Israel’s ‘most moral army in the world’ can’t keep running from its past

Haaretz Editorial published on Dec. 12, 2021

Soldiers of the Israeli army committed war crimes during the War of Independence. Chief among them were massacres in Palestinian villages that were captured in the decisive battles in the lowland plain between the coast and Jerusalem, in the Galilee and in the Negev.

People who were alive then described mass murders of Palestinian civilians by the troops who conquered their villages: execution squads; dozens of people being herded into a building that was then blown up; children’s skulls smashed with sticks; rapes: and villagers who were ordered to dig pits in which they were then shot to death.

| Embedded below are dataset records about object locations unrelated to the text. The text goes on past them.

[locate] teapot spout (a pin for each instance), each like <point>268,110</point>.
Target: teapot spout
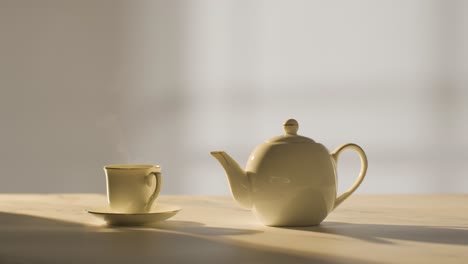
<point>238,179</point>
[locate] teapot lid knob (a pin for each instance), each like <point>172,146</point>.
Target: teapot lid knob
<point>291,126</point>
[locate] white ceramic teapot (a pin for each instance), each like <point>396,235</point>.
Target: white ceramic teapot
<point>290,180</point>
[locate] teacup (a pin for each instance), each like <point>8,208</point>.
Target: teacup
<point>132,188</point>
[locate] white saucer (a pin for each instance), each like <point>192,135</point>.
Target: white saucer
<point>158,213</point>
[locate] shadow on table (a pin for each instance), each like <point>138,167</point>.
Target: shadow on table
<point>379,233</point>
<point>31,239</point>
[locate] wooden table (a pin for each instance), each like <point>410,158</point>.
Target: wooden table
<point>364,229</point>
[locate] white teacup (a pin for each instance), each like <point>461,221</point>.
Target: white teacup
<point>132,188</point>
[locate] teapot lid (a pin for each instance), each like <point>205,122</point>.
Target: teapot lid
<point>291,126</point>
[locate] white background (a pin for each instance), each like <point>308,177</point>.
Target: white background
<point>87,83</point>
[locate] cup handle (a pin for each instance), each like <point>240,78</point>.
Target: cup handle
<point>356,184</point>
<point>157,189</point>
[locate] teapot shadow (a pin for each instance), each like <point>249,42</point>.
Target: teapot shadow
<point>33,239</point>
<point>382,233</point>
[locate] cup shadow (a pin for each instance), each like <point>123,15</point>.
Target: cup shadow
<point>381,233</point>
<point>31,239</point>
<point>199,228</point>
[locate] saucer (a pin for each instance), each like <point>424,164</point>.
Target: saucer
<point>158,213</point>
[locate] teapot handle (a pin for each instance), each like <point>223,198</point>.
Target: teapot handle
<point>356,184</point>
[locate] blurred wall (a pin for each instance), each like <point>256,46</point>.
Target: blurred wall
<point>88,83</point>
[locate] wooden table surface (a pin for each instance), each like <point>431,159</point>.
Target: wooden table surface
<point>364,229</point>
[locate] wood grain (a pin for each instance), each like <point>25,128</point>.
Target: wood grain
<point>364,229</point>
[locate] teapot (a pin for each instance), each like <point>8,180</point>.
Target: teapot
<point>289,180</point>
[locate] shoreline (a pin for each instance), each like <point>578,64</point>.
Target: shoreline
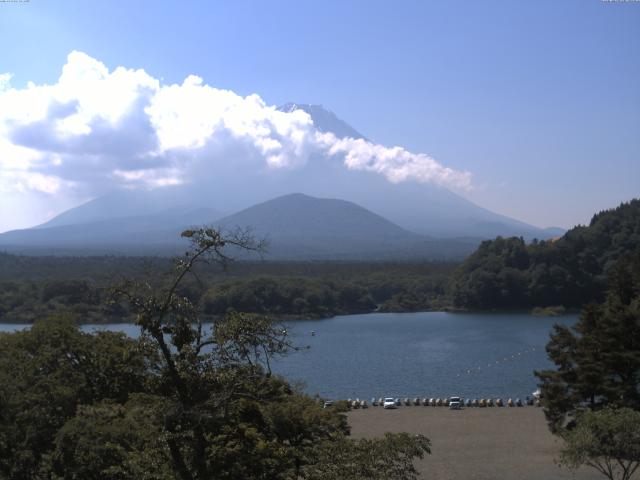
<point>474,443</point>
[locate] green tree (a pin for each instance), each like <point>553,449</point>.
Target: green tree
<point>597,360</point>
<point>389,458</point>
<point>47,372</point>
<point>607,440</point>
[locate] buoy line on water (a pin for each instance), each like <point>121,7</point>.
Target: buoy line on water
<point>508,358</point>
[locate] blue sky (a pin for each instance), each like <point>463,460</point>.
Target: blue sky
<point>539,100</point>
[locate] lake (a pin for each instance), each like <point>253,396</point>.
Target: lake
<point>427,354</point>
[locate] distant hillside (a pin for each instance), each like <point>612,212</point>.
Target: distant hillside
<point>570,271</point>
<point>300,226</point>
<point>153,234</point>
<point>422,208</point>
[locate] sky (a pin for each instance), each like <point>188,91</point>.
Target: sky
<point>530,109</point>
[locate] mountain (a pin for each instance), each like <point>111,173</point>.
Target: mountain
<point>157,233</point>
<point>300,226</point>
<point>570,271</point>
<point>324,120</point>
<point>423,209</point>
<point>296,226</point>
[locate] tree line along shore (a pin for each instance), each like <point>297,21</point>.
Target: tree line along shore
<point>546,277</point>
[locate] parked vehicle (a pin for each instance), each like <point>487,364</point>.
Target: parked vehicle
<point>389,403</point>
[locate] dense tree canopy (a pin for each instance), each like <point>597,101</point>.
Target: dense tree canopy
<point>607,440</point>
<point>569,271</point>
<point>598,359</point>
<point>184,401</point>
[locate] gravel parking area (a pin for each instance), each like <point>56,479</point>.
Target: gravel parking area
<point>474,443</point>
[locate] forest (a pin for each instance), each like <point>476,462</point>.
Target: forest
<point>505,273</point>
<point>571,271</point>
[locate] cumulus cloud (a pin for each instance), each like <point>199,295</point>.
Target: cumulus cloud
<point>94,129</point>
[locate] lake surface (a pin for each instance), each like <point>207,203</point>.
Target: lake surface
<point>428,354</point>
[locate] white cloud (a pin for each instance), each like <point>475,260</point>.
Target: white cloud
<point>94,129</point>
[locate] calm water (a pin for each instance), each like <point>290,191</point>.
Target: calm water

The massacres – the best-known of them in Deir Yassin, near Jerusalem, and the lesser-known ones in Al-Dawayima , Hula, Reineh, Salha, Meron, Al-Burj, Majd al-Krum, and Safsaf – are part of the Israel Defence Forces’ combat heritage and part of Israel’s history, no less than the heroic battles at the Mitla Pass, Ammunition Hill and the Chinese Farm, which were fought between regular armies.

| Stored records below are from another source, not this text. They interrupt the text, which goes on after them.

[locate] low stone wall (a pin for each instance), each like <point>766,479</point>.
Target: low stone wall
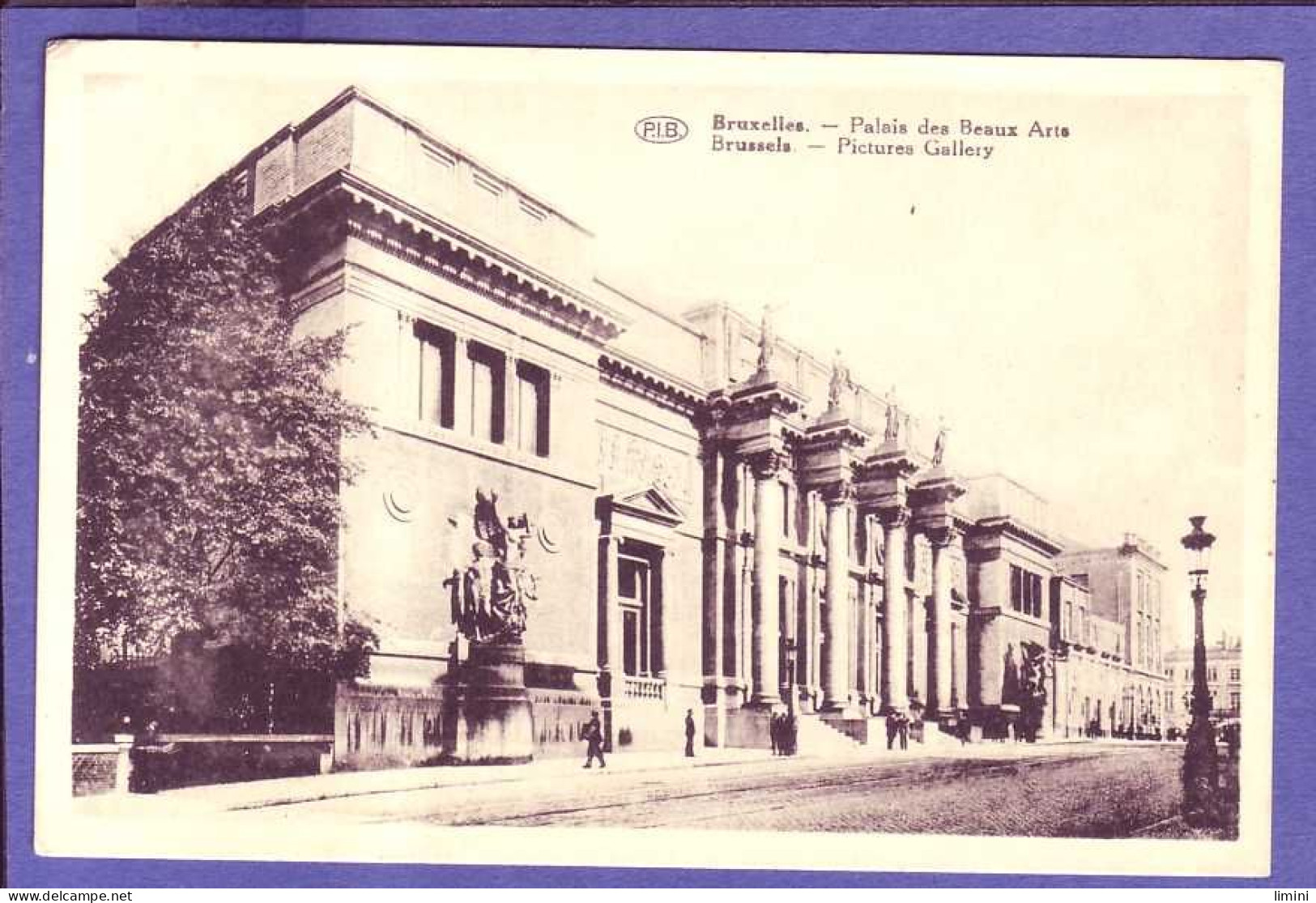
<point>747,728</point>
<point>190,760</point>
<point>391,727</point>
<point>100,768</point>
<point>558,718</point>
<point>387,727</point>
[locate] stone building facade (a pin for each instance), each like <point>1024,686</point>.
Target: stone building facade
<point>720,522</point>
<point>1224,682</point>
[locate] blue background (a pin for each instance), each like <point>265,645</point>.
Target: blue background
<point>1273,33</point>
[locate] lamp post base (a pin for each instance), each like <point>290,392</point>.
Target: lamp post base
<point>1200,777</point>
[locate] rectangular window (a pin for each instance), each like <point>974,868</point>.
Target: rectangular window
<point>437,368</point>
<point>488,394</point>
<point>532,406</point>
<point>786,509</point>
<point>635,586</point>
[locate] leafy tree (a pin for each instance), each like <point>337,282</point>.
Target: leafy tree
<point>211,454</point>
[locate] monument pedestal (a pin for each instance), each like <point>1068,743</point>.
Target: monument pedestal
<point>491,722</point>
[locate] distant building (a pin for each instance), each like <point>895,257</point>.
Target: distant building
<point>718,520</point>
<point>1224,682</point>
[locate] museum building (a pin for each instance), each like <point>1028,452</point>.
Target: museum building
<point>715,520</point>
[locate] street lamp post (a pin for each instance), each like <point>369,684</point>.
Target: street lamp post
<point>1199,757</point>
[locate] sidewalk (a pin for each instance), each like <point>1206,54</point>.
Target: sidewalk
<point>283,791</point>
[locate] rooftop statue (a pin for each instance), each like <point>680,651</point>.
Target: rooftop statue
<point>939,450</point>
<point>892,432</point>
<point>490,597</point>
<point>840,383</point>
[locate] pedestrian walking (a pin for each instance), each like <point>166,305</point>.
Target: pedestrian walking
<point>594,739</point>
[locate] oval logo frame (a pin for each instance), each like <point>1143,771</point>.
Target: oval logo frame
<point>662,130</point>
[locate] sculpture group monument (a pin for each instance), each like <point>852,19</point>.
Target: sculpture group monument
<point>490,719</point>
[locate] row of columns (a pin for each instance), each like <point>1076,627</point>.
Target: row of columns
<point>836,656</point>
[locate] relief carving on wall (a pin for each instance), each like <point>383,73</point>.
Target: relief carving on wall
<point>625,461</point>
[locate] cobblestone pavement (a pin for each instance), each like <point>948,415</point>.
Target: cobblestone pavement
<point>1067,791</point>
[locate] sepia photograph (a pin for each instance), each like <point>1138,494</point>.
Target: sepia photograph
<point>677,458</point>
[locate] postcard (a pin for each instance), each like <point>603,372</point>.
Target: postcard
<point>816,461</point>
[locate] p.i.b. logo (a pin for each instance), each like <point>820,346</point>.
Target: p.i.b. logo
<point>661,130</point>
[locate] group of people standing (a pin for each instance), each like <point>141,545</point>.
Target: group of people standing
<point>785,734</point>
<point>898,730</point>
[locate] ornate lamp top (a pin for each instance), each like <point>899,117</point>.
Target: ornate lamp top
<point>1198,543</point>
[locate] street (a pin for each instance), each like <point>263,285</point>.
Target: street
<point>1073,790</point>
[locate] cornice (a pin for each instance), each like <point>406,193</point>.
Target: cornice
<point>649,383</point>
<point>400,229</point>
<point>1016,530</point>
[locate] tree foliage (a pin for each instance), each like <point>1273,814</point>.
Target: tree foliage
<point>211,453</point>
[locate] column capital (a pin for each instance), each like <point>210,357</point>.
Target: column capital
<point>766,465</point>
<point>943,537</point>
<point>837,494</point>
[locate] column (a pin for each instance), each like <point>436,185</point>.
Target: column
<point>939,688</point>
<point>895,653</point>
<point>715,534</point>
<point>406,399</point>
<point>836,673</point>
<point>511,403</point>
<point>662,663</point>
<point>764,667</point>
<point>611,679</point>
<point>462,387</point>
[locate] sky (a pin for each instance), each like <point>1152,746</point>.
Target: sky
<point>1075,309</point>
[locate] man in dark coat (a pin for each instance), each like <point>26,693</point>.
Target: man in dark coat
<point>594,740</point>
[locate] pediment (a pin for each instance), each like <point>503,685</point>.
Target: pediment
<point>650,505</point>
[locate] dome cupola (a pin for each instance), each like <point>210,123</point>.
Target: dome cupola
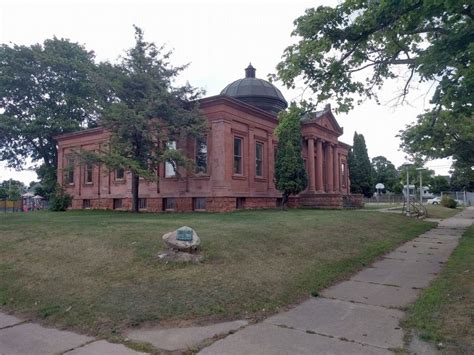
<point>256,92</point>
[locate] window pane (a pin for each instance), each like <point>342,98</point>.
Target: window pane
<point>89,171</point>
<point>169,170</point>
<point>70,171</point>
<point>169,203</point>
<point>237,156</point>
<point>201,156</point>
<point>259,159</point>
<point>169,165</point>
<point>119,174</point>
<point>117,203</point>
<point>200,203</point>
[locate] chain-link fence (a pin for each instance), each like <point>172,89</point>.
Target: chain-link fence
<point>11,206</point>
<point>462,197</point>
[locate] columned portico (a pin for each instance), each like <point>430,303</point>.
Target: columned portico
<point>319,162</point>
<point>336,167</point>
<point>329,168</point>
<point>311,172</point>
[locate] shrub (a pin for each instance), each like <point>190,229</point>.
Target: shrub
<point>59,200</point>
<point>448,202</point>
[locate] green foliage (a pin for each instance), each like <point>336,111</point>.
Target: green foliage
<point>448,202</point>
<point>290,173</point>
<point>385,172</point>
<point>11,189</point>
<point>346,53</point>
<point>439,184</point>
<point>45,90</point>
<point>360,169</point>
<point>462,177</point>
<point>59,200</point>
<point>146,112</point>
<point>414,174</point>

But Al-Dawayima is not taught in the public schools, and the cadets at the army’s officers’ training schools do not take field trips to see the remains of the village on which Moshav Amatzia was established. They do not read testimonies from the survivors of the massacre and they do not discuss the moral dilemmas of combat in a civilian environment – even though today, as in 1948, many of the military’s operations are directed at unarmed Palestinians.

This silence is not coincidental, and it is dictated from above. The massacres were known at the time, discussed by the political leadership and investigated to some extent. One officer was even tried for the murder of civilians, convicted, given a ludicrously light punishment and eventually received an important public appointment. But official Israel has been fleeing from the story ever since, making every effort to prevent the crimes’ disclosures and to purge the archives of all remaining evidence.

The historian Adam Raz was the first to disclose (Haaretz, Dec 10, 2021) the content of discussions in cabinet meetings devoted to “the army’s behaviour in the Galilee and the Negev” in its major operations in October 1948. A few cabinet members expressed genuine shock and demanded punishment of those responsible. Prime Minister and Defence Minister David Ben-Gurion described the actions as “shocking,” but in practice he covered for the army and prevented a genuine investigation. In so doing, he laid the foundations for the culture of support and cover-up still prevalent in the IDF (and the Israel Police) regarding brutality against Palestinian and Lebanese civilians.

A 73-year-old state has need to run away from its past or cover it in the false blanket of “purity of arms” and “the most moral army in the world.” It is time to acknowledge the truth, and first to publish the report by the first attorney general, Yaakov-Shimshon Shapira, on the massacres of the dark autumn of 1948; to restore the redacted text to the minutes of the cabinet meeting in which Shapira presented his findings and to hold a penetrating public discussion of their implications today.

The above article is Haaretz’s lead editorial, as published in the Hebrew and English newspapers in Israel.